Et Hans Dorrestein avait vraiment hâte d'y être. Tout comme le vétéran Jean Pierre Rawie, qui s'est amusé à lire ses poèmes qui accompagnent chaque enterrement ("chaque jour ajouté est un jour enlevé").
Appelons cela le plaisir de la programmation
Car c'est bien de plaisir qu'il s'agit. Non seulement avec les poètes, qui cette année étaient remarquablement féminins et avaient la langue bien pendue, mais aussi avec l'organisation. C'est ce que j'appelle le "plaisir de la programmation". Ce qui fait que, par exemple, après la performance unique de Kees Torn, qui retourne à son bar à whisky après cette surprise unique, vous êtes pris au dépourvu par les Seven Drunken Nights, qui, comme un joyeux rappel des Dubliners, ont fait lever la salle avec des chansons à boire irlandaises. Et d'être présenté à Simon van der Geest, qui d'une certaine manière semble pouvoir devenir un jeune miroir de Judith Herzberg, par son langage simple et ses rebondissements surprenants.

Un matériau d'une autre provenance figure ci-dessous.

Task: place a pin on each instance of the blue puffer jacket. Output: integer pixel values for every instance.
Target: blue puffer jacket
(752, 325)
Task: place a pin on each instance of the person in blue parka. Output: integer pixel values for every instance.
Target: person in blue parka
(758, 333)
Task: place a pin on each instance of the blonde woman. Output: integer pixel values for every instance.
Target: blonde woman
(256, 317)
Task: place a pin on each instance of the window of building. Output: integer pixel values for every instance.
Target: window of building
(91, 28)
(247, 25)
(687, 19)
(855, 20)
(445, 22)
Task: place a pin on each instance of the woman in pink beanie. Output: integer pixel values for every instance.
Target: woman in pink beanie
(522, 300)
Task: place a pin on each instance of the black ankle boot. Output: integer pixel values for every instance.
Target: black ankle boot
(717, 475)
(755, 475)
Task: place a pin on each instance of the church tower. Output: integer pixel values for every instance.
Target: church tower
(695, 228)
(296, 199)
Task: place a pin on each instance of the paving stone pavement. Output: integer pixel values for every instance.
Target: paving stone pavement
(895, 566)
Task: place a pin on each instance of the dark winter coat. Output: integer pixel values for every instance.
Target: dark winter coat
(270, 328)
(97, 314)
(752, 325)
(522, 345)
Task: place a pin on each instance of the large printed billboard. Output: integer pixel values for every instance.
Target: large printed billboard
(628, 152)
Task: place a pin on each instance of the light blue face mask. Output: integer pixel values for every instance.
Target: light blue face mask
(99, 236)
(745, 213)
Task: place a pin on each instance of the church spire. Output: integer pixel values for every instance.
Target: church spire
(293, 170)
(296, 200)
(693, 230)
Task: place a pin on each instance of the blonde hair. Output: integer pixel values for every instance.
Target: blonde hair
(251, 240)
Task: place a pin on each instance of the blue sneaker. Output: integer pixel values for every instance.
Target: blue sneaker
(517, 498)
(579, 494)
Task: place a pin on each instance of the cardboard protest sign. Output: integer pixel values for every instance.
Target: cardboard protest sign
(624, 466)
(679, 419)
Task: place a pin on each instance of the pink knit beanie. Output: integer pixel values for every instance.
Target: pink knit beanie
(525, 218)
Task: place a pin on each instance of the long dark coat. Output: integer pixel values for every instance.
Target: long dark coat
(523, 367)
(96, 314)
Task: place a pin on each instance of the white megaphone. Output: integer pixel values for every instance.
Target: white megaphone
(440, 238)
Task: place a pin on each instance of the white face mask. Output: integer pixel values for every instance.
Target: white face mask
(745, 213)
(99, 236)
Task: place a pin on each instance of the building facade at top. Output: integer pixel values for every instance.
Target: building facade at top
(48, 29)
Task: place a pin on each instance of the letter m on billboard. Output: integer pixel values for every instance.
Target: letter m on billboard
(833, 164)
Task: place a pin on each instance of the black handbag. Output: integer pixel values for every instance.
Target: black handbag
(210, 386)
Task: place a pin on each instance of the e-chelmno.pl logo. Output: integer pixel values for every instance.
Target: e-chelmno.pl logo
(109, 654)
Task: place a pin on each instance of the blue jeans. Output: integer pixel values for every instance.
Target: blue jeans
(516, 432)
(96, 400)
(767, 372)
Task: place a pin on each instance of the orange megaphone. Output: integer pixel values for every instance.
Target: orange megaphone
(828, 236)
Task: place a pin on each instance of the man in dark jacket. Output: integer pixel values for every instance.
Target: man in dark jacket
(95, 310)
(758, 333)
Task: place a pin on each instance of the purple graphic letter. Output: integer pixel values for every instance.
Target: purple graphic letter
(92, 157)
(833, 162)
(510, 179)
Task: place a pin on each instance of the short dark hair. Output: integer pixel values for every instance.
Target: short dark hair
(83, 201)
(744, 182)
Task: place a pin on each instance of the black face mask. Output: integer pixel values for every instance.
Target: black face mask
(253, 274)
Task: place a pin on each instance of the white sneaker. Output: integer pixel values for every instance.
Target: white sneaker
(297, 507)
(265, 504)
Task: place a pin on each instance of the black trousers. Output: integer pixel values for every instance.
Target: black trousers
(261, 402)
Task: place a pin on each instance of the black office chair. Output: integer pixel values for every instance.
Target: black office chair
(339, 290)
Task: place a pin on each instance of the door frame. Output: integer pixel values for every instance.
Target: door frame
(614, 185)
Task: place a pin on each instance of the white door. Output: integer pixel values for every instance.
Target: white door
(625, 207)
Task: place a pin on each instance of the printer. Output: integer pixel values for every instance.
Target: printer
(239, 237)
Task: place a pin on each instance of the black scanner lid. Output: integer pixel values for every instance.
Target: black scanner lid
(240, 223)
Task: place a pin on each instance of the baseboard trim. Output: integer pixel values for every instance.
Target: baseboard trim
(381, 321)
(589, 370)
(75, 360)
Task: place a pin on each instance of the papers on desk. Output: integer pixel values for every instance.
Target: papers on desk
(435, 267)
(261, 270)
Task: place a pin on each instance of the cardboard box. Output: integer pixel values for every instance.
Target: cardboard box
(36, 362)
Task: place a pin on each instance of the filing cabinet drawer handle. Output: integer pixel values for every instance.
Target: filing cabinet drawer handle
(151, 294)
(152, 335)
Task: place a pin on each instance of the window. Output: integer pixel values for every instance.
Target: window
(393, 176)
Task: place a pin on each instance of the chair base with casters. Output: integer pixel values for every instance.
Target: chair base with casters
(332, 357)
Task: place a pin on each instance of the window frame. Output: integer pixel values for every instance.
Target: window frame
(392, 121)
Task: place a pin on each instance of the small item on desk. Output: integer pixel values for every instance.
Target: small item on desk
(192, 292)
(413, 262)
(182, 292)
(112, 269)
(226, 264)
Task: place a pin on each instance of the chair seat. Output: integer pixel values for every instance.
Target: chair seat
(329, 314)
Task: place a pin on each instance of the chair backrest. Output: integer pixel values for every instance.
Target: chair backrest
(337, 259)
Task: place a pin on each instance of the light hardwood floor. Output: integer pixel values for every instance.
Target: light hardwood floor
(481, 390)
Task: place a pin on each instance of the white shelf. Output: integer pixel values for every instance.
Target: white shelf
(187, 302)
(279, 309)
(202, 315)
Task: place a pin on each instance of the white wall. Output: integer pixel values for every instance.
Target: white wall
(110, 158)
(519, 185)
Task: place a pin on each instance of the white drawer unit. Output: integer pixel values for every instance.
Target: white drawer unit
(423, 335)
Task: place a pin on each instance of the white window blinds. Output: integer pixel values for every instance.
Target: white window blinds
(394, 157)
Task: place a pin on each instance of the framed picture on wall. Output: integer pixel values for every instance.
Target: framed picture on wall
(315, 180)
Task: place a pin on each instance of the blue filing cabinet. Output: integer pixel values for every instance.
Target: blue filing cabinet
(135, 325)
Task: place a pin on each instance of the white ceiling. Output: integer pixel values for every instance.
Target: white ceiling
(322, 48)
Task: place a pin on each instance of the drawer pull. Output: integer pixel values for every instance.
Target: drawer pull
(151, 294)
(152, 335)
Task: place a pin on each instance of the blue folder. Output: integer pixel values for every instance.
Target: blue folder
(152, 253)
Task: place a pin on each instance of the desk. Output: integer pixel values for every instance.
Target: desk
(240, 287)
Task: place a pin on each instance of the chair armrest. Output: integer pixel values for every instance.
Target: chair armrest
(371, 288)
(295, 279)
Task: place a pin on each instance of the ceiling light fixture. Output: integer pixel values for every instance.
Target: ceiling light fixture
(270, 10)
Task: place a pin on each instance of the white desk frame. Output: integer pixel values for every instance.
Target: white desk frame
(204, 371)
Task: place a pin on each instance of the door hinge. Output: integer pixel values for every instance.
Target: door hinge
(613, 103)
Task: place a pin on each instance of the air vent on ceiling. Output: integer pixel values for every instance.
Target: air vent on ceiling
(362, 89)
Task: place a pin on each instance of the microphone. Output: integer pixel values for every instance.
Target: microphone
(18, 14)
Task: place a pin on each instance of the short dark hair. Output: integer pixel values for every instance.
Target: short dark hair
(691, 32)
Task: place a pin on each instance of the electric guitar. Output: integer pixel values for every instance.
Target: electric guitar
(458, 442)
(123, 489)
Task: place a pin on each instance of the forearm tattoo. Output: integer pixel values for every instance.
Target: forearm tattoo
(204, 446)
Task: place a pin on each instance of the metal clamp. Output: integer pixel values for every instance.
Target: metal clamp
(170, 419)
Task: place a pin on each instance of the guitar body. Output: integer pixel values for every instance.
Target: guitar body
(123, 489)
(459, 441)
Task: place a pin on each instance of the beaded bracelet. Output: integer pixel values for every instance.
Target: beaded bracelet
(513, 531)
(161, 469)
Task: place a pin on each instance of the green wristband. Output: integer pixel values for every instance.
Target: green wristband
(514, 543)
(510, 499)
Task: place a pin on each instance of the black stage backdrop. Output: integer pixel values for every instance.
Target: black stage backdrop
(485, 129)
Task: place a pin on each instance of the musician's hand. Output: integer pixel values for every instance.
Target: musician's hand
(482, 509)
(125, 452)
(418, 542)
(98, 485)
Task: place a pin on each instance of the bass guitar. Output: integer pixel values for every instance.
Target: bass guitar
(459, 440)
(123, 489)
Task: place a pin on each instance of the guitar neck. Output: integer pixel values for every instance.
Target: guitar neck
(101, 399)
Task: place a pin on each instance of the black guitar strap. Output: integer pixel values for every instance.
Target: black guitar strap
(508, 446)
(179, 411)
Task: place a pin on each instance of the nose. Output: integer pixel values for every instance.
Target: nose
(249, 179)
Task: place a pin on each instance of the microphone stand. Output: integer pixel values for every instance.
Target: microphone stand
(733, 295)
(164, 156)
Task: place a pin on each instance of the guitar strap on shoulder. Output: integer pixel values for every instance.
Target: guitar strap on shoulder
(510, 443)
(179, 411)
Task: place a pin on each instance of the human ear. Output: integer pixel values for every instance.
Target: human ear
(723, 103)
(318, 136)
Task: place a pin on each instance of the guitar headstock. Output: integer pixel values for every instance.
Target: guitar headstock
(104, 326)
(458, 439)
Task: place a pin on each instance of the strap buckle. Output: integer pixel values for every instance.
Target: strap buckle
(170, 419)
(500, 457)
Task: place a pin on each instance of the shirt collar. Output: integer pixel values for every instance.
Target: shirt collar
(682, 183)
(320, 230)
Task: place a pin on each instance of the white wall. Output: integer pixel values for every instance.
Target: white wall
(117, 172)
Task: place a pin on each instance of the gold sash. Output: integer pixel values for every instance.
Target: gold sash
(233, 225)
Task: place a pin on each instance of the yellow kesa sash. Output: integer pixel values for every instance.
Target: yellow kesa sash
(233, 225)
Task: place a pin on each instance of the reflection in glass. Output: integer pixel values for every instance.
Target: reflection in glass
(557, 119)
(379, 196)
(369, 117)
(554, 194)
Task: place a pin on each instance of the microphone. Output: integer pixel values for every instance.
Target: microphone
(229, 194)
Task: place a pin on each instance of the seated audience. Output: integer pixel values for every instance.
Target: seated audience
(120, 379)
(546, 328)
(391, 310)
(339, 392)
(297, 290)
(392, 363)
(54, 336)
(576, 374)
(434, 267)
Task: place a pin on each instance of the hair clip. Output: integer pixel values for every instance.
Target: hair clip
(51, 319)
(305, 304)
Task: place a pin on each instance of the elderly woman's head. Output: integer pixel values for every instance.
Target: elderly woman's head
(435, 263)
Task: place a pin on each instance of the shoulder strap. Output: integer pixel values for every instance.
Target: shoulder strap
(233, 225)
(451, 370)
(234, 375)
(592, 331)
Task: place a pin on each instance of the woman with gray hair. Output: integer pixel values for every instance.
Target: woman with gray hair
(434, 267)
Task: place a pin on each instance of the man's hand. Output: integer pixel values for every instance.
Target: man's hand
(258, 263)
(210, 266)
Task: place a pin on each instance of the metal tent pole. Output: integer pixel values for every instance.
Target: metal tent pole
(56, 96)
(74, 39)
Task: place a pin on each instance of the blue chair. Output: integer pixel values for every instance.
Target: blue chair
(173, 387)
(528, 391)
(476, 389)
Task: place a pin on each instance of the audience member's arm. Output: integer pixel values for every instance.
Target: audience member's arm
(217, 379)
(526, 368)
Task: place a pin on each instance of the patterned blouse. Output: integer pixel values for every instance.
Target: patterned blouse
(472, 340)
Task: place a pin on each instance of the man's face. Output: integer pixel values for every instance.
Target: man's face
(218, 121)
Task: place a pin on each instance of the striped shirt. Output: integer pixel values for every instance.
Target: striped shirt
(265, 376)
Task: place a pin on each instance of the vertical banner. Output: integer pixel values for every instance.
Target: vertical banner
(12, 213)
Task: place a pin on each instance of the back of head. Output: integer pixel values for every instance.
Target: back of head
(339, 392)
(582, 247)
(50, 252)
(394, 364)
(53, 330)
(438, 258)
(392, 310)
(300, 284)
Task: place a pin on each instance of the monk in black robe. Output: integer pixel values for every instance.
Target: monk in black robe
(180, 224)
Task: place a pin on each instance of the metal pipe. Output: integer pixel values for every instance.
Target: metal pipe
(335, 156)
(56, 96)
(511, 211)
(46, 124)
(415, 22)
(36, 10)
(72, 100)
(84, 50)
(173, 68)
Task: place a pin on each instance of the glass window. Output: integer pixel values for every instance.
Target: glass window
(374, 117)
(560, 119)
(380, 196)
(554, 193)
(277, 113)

Michael C Hall joue le rôle d'une pop star
Celui qui pouvait encore s'amuser, en cette nuit de fête, c'était Michael C. Hall, l'acteur venu jouer une pop star tourmentée avec son groupe Princess Goes, ce qu'il a plutôt bien fait. J'aurais seulement préféré le voir réciter un joli poème, car le groupe sonnait surtout comme quelque chose d'ancien de toute façon.
Il peut apprendre quelque chose de cette Nuit, car elle montre que l'on peut rajeunir. Car jeune était le public et grand le talent scénique de la nouvelle génération de poètes. Et combien les femmes poètes étaient bonnes. Cette Nuit était un festival pop avec des poètes comme rock stars. C'était déjà différent auparavant.